Join Monika Wahi for an in-depth discussion in this video Beginning Model 3, part of Healthcare Analytics: Regression in R.
- [Instructor] This movie will describe how we begin to use the forward stepwise modeling process to make Model 3. In this movie, I'll first start with a little review. I'll review our model specifications for Models 1, 2 and 3. I'll also review how the forward stepwise modeling process goes. And I'll review our approach to making decisions about what covariates to keep and which to discard as we proceed through that process. Then we'll begin our modeling. I brought back the slide from an earlier movie just to remind you what we are doing.
Our goal is to develop Model 3, the fully adjusted model. This will include all covariates that survive our forward stepwise modeling process. In the prerequisite course, we made all our candidate confounding variables. Our goal with our modeling process for Model 3 is to see which of those variables should be included in our final model. You've seen this slide before too. You'll notice I put done after the first two lines, as we did those. We already ran Model 1 and Model 2 and recorded the results on our metadata.

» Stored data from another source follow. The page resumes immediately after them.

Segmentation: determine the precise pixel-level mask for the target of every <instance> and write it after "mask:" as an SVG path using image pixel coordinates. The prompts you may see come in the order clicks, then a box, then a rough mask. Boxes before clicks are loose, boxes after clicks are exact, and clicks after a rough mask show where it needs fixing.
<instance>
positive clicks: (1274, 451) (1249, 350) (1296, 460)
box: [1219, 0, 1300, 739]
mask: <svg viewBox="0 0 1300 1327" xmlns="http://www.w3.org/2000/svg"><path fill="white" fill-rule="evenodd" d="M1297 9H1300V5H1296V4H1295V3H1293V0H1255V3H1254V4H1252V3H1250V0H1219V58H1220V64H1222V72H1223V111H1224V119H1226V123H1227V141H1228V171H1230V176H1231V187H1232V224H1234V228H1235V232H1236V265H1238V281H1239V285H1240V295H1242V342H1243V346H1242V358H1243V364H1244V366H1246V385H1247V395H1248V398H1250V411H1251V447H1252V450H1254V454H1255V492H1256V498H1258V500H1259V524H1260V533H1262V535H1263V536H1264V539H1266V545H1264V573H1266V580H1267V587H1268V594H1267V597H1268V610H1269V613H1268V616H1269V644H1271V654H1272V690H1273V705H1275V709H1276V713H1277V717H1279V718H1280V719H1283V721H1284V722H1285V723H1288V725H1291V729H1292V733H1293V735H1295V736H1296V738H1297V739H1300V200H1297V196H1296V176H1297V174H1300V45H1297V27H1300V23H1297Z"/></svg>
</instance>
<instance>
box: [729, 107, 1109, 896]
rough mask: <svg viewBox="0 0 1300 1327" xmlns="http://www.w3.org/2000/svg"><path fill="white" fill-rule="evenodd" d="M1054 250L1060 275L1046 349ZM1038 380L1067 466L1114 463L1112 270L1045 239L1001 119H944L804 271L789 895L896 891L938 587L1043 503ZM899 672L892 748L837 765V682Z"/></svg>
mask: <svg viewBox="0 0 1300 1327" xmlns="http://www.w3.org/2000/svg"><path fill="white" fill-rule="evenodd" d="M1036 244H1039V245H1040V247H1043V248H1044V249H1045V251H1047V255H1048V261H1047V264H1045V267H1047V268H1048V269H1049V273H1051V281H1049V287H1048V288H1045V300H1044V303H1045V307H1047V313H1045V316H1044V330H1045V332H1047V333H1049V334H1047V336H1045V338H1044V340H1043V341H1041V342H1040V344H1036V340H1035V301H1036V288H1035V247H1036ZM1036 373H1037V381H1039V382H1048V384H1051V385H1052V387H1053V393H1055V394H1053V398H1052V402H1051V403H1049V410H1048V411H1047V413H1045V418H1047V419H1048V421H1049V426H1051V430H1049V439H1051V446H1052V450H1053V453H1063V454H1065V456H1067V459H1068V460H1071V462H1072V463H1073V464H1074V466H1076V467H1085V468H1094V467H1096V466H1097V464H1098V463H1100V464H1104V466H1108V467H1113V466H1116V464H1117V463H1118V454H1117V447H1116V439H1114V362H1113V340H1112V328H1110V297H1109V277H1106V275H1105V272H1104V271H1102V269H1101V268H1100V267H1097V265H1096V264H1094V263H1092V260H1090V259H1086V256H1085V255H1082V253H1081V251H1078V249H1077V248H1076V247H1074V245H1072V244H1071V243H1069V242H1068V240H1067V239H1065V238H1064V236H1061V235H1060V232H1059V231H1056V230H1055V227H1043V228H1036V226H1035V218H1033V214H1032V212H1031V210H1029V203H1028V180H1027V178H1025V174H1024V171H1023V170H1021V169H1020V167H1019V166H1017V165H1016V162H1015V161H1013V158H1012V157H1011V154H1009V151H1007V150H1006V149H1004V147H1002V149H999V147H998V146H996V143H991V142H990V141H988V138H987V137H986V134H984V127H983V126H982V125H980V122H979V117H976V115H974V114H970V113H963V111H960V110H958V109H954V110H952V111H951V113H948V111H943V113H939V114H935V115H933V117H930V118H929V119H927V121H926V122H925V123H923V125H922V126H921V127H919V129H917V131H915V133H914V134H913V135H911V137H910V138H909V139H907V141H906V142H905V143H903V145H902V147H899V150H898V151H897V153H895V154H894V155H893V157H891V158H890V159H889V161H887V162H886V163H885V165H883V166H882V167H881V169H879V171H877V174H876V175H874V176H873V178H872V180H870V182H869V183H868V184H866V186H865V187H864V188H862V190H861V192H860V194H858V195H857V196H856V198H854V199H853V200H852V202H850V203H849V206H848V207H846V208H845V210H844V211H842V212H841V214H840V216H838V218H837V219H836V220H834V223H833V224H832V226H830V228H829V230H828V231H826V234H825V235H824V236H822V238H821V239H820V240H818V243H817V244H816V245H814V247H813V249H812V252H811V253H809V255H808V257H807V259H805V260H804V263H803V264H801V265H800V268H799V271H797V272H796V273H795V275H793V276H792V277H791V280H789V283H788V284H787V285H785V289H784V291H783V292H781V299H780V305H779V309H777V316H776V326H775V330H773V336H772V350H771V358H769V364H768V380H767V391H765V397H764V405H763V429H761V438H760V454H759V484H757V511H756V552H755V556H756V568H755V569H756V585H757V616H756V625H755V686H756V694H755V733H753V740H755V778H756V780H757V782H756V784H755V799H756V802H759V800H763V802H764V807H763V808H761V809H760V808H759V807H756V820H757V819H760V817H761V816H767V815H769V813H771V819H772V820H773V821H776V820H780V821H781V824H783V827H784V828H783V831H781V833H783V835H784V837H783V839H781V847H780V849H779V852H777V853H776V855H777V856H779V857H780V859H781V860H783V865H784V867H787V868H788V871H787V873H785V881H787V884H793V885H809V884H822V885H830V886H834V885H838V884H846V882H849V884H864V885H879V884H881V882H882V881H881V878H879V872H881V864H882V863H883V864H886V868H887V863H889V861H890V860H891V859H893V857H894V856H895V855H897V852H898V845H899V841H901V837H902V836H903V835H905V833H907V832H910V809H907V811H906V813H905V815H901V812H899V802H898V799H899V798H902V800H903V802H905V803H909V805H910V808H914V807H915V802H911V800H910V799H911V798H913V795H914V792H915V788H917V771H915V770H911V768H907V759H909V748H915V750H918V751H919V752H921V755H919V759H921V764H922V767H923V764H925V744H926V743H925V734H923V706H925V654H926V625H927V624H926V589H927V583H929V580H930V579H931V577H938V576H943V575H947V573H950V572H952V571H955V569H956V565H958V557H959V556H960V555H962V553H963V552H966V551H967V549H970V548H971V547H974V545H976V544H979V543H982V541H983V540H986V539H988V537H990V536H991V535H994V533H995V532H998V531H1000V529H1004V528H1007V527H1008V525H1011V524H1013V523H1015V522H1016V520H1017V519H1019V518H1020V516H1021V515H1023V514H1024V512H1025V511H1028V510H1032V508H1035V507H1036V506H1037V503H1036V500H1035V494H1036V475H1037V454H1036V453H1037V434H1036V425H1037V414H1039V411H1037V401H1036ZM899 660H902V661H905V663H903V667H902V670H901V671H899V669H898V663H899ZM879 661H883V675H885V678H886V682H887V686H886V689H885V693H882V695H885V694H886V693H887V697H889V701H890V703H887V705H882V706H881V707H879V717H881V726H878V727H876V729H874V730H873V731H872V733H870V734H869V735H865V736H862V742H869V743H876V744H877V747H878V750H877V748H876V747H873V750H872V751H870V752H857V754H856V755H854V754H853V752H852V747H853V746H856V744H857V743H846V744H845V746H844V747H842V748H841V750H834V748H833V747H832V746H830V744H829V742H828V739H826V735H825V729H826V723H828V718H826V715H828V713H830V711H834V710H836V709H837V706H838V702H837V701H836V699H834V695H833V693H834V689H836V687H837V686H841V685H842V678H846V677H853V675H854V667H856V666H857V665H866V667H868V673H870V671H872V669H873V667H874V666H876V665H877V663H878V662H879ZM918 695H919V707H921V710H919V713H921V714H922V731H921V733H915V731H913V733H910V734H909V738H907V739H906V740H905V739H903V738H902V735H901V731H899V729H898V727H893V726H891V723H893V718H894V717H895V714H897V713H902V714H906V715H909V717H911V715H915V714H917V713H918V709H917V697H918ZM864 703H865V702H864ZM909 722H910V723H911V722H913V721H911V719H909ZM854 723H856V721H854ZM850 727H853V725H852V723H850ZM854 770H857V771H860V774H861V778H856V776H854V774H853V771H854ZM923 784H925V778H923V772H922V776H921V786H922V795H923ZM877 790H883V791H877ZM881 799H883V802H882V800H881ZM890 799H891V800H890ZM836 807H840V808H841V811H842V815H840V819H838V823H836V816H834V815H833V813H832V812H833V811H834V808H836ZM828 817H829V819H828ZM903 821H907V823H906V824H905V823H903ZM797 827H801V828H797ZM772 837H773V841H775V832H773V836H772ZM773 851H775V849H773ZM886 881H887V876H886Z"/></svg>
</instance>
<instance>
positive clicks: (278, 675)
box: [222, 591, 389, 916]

Now you will see us making Model 3. Our first step will be to figure out what model to start with. I would recommend starting with Model 2 but just removing the covariates that were not significant. Remember how male and some of the age variables were not significant. Also, drink monthly was not significant. So we can start by running a model with just those significant covariates. But then, after running that model, and documenting the results on our metadata table, we have to decide what do we add next? I'm usually guided by my data dictionary or my completed table one.
Let's look at those. See the variables we made here? For example, we have smoker. That's a variable we could try next. We could also try hispanic or a set of race variables. Maybe a more organized way to go about it is to refer to your completed table one, as we made in the last course. Let's review that. Table one will list the same confounders as the data dictionary, just in a different format. And also you can look at the results in table one to guide you.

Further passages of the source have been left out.